Dominic Canuso: Sure. Yes. I would say, first, setting the landscape for the Greater Philadelphia market is predominantly driven by the larger banks that aren’t rushing to change their rates. We do see some competition from smaller banks who have higher loan-to-deposit ratios. But across the board, we have a very consistent and loyal customer base, and we provide a full suite of products and services from variable rate deposits all the way to higher-priced CDs. And so we continue to work with our customers to leverage our — the right product for the interest rate expected and for their needs. And we expect to be competitive to retain our existing customers and to be able to grow new customers in this market throughout the year.

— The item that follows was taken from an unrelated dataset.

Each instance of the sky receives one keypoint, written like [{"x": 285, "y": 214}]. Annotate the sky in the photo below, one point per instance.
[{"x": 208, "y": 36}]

We continue to benefit from a well-diversified deposit base with more than 50% of our deposits coming outside of our consumer and branch network with $2 billion coming from Trust and Wealth. And we do expect both from the Wealth side being able to grow deposits, particularly in this environment where there’s a heightened focus on Wealth Management. And over the long term, while there may be some quarter-to-quarter variation in the trust deposits, we do see opportunity to continue to take market share and grow those over the long run. But those are all included in our deposit outlook for the year.

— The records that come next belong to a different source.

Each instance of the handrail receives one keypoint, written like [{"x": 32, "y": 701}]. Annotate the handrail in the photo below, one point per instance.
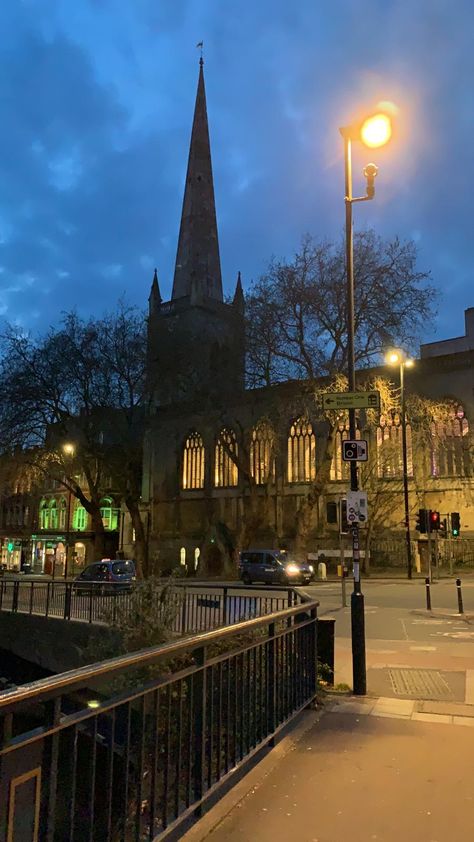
[{"x": 72, "y": 678}]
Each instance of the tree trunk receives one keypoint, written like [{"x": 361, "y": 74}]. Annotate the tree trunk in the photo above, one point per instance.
[{"x": 141, "y": 538}]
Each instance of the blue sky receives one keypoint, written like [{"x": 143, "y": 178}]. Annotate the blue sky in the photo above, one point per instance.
[{"x": 97, "y": 99}]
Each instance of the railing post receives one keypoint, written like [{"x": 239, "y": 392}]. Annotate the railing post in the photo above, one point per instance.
[
  {"x": 184, "y": 610},
  {"x": 16, "y": 588},
  {"x": 224, "y": 607},
  {"x": 199, "y": 721},
  {"x": 459, "y": 592},
  {"x": 428, "y": 593},
  {"x": 271, "y": 682},
  {"x": 67, "y": 602}
]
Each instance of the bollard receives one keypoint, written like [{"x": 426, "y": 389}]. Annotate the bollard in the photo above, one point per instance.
[
  {"x": 428, "y": 594},
  {"x": 458, "y": 588}
]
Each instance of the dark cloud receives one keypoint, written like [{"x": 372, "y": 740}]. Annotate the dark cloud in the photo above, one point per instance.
[{"x": 97, "y": 102}]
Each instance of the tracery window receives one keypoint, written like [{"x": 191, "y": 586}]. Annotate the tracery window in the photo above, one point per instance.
[
  {"x": 226, "y": 472},
  {"x": 193, "y": 462},
  {"x": 450, "y": 445},
  {"x": 262, "y": 458},
  {"x": 301, "y": 452}
]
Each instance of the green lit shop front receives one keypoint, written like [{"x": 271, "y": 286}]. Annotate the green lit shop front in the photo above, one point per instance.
[{"x": 49, "y": 555}]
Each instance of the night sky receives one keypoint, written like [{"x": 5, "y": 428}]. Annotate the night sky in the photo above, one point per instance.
[{"x": 97, "y": 100}]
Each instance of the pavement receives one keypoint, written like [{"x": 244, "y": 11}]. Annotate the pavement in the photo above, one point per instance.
[
  {"x": 357, "y": 772},
  {"x": 394, "y": 765}
]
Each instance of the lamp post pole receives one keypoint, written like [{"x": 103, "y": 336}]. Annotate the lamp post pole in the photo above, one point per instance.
[
  {"x": 359, "y": 673},
  {"x": 405, "y": 471}
]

Feddie Strickland: Got it. Dominic, that’s helpful. And just 1 more follow-up. Just following up on an earlier question, given the cash flow of the investment portfolio we’ve already discussed and the excess liquidity runoff, it sounds like we might continue to see a limited amount of earning asset decline in the next couple of quarters. Is that a fair assessment? .
Dominic Canuso: It really will be a function of the trend of the liquidity environment, but we would expect our total assets and interest earning assets to be relatively stable throughout the year.

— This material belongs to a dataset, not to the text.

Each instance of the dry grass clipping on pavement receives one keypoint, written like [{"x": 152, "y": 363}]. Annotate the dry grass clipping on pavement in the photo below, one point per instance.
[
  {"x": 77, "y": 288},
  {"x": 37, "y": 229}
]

Operator: Your next question comes from the line of Michael Perito with KBW.
Michael Perito: Just a couple. First, just a point of clarification, Dominic, on the 2023 guide, Steve kind of addressed the loan growth. But where else does the mild recession assumption show. I mean, obviously, in the 40 to 50 basis points provisioning I’d imagine. But does it impact anything else like in terms of NIM or efficiency that we should just be aware of if the macro kind of shifts more favorable?
Dominic Canuso: Yes. I think some of that will show up in our fee income, particularly mortgage banking and the wealth side of our Wealth & Trust business on the AUM side. So they could have upside relative to our outlook if the economic forecast becomes more rosy.
Michael Perito: Okay. That makes sense. And then, Rodger, a big picture question. I mean I think — if I think back over the last handful of years, while the economic environment is uncertain, this feels like one of the cleaner guides we’ve had. There’s no runoff. There’s no accretable yield in the margin or at least much smaller. And so I’m kind of looking at these return targeted metrics, the 150 ROA, the 230 PPNR ROA, are these the right metrics for you guys for the time being for us to be thinking of? And is the focus kind of for you guys to try and grow the franchise on a net basis, while maintaining these metrics? Is that kind of the right way to think about kind of strategically where you guys are at, at this point? Or would you frame it differently?